Komiks to sztuka. Kropka. W polskim mainstreamie wciąż jednak pokutuje przekonanie, że opowieści obrazkowe to ułomna rozrywka dla dzieci. Starszych czytelników traktuje się z politowaniem, a stereotypowy komiksomaniak to najczęściej piwniczny nerd. Takich sceptyków nie idzie przekonać ani litanią wybitnych, nagradzanych tytułów, ani grubo ponad stuletnim dziedzictwem.
Postanowiliśmy zatem podejść do tematu od innej strony i poszukać odbiorców tego medium poza środowiskiem komiksowym, chcąc udowodnić, że czytanie “książek z obrazkami” to żaden wstyd. Dziś na serię pytań z naszego kwestionariusza odpowiada Artur Urbanowicz.
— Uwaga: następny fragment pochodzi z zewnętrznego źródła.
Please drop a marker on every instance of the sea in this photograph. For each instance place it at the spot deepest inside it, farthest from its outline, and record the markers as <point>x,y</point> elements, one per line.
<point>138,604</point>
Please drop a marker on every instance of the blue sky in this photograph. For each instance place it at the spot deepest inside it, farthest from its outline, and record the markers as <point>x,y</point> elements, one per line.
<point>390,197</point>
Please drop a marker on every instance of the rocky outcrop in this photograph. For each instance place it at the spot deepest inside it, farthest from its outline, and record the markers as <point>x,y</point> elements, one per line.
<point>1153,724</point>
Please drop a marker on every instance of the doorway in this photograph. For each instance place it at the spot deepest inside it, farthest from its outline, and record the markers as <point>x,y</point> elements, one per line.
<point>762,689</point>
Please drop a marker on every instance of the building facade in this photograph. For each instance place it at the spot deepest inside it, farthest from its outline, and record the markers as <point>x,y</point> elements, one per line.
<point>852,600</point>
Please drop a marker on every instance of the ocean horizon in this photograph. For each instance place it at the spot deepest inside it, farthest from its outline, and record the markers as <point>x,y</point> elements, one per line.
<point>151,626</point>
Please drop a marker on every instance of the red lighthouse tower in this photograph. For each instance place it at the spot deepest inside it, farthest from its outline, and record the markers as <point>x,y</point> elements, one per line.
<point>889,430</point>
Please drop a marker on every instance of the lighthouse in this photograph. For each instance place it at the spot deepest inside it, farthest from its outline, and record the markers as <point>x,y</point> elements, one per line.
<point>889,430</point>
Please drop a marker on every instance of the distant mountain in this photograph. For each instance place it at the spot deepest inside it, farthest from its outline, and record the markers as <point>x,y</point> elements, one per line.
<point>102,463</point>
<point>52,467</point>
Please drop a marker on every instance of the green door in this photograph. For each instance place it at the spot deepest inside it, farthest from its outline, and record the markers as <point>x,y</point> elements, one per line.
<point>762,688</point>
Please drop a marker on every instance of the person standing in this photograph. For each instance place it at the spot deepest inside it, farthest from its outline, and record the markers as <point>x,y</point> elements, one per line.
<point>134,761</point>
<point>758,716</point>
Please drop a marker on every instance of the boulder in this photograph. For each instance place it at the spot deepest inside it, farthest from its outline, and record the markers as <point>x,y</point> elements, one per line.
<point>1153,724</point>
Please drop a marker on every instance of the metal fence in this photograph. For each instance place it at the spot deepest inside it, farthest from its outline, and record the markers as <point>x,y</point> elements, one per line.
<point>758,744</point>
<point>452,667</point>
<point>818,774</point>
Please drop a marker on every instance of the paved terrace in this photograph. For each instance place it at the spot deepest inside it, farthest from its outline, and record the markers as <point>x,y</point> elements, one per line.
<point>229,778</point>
Od jakiego tytułu zaczęła się Twoja przygoda z komiksem?
Wychowałem się w latach 90-tych, w czasach dzikiego, galopującego kapitalizmu w Polsce, który spowodował, że na rynku pojawiło się wiele nowych możliwości. Przygodę z komiksami rozpocząłem w wieku 7 lat od publikacji wydawnictwa TM-Semic – „Amazing Spider-Man”, „Batman” i „Superman”. Rok później z kolei zacząłem kupować „Kaczora Donalda” i choć nie da się ukryć, że czasopismo to kusiło przede wszystkim zabawkami dodawanymi do każdego numeru, stwierdzam z całą stanowczością, że nie zostałbym autorem własnych opowieści, gdyby nie Donald, Sknerus i spółka. To właśnie oni byli bohaterami pierwszych historyjek, jakie układałem sobie w głowie. Mój tata natomiast kolekcjonował wtedy „Kajka i Kokosza”, więc historie dzielnych wojów z Mirmiłowa również nie były mi obce. Na naszych domowych półkach nie zabrakło także „Tytusa, Romka i A’Tomka”.
Jak w Twoim otoczeniu postrzega się opowieści obrazkowe?
Sądzę, że mimo wszystko nadal po macoszemu. Wciąż kojarzą się z formatem głównie dla dzieci, z mało wymyślnymi i niezbyt wymagającymi historiami. Tymczasem komiks również może być ambitniejszą rozrywką, również może dawać nam świetną opowieść z psychologiczną głębią, chwytliwymi dialogami, symbolizmem i mrocznym klimatem („Azyl Arkham”!), również może być napisany i narysowany tak, że nad interpretacją fabuły trzeba się zatrzymać, pochylić i wysilić szare komórki. Z drugiej strony może zapewnić także rozrywkę łatwą, lekką i przyjemną. Każdy znajdzie w nim coś dla siebie.
Lubisz komiksy bo…
Zaspokajają dwie potrzeby – poznania kolejnej opowieści (i to w miarę szybko, to często kwestia jednego wieczoru, nawet gdy mówimy o dziełach relatywnie obszernych) oraz estetyczną, związaną z podziwianiem pięknych grafik. Zapewniają doznania wizualne. Dopiero kiedy w moich powieściach zaczęły pojawiać się ręcznie rysowane ilustracje, które nadzorowałem osobiście, dyskutując nad kolejnymi ich wersjami z rysownikami, uświadomiłem sobie, jak wiele pracy wymaga narysowanie choćby jednej. Tymczasem w komiksach niekiedy dostajemy ich nawet kilka tysięcy! Bazując na tym, jak wiele stresu kosztują mnie konsultacje z grafikami, zastanawiam się, jakim cudem scenarzyści komiksowi jeszcze nie oszaleli. (śmiech)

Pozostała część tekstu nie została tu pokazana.